Não tínhamos o hábito de termos os pratos servidos por criados. A comida era posta na mesa, de acordo com nossos gostos. Havia uma pessoa de confiança do meu pai que provava todos os alimentos que se destinavam a mim e a ele antes de serem ofertados a nós. Meu pai tinha um incrível medo de qualquer coisa que fosse destinada a ele estar envenenada. Então ele usava alguém, que ele pagava imensamente bem, para morrer primeiro em seu lugar caso alguém tentasse acabar com a vida dele. Eu achava pouco provável que alguém fizesse aquilo, afinal, as excentricidades do meu pai já eram conhecidas em praticamente todo o mundo. E o fato de ele ter aquele hábito já havia sido noticiado em vários tabloides internacionais. Porém, o fato de meu pai ter medo de veneno na cozinha acabava assustando todos os convidados para se alimentar no castelo. Então passou a ser tradicional a comida ser servida em travessas e não nos pratos individualmente.

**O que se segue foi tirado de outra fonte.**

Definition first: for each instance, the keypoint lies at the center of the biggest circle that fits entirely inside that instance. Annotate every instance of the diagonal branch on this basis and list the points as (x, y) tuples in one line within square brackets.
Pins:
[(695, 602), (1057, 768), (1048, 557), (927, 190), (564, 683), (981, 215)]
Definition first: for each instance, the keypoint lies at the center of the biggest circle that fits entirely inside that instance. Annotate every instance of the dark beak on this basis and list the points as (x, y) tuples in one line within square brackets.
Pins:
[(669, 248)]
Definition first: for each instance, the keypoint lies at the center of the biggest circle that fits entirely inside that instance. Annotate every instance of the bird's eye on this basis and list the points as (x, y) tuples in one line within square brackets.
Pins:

Comi tão rápido que cheguei a ter um pouco de mal estar quando levantei.

- Estou pronta. – falei para Léia.

- Estou nervosa. – ela disse.

- Vai dar tudo certo, mamãe. – Mia disse pegando a mão da mãe.

Eu abracei Léia:

- Eu sei que você se preocupa comigo, Léia. Mas é o mesmo que quando Mia sai do castelo.

- Não é, querida. Você é a princesa e eu não entendo como seu pai permitiu isso.

Eu dei de ombros e desci junto de Mia. Alexander nos esperava na porta principal. Assim que vi o sol lindo na rua, aspirei profundamente o ar dentro dos meus pulmões e disse:

- Avalon, se prepare para receber Satini Beaumont.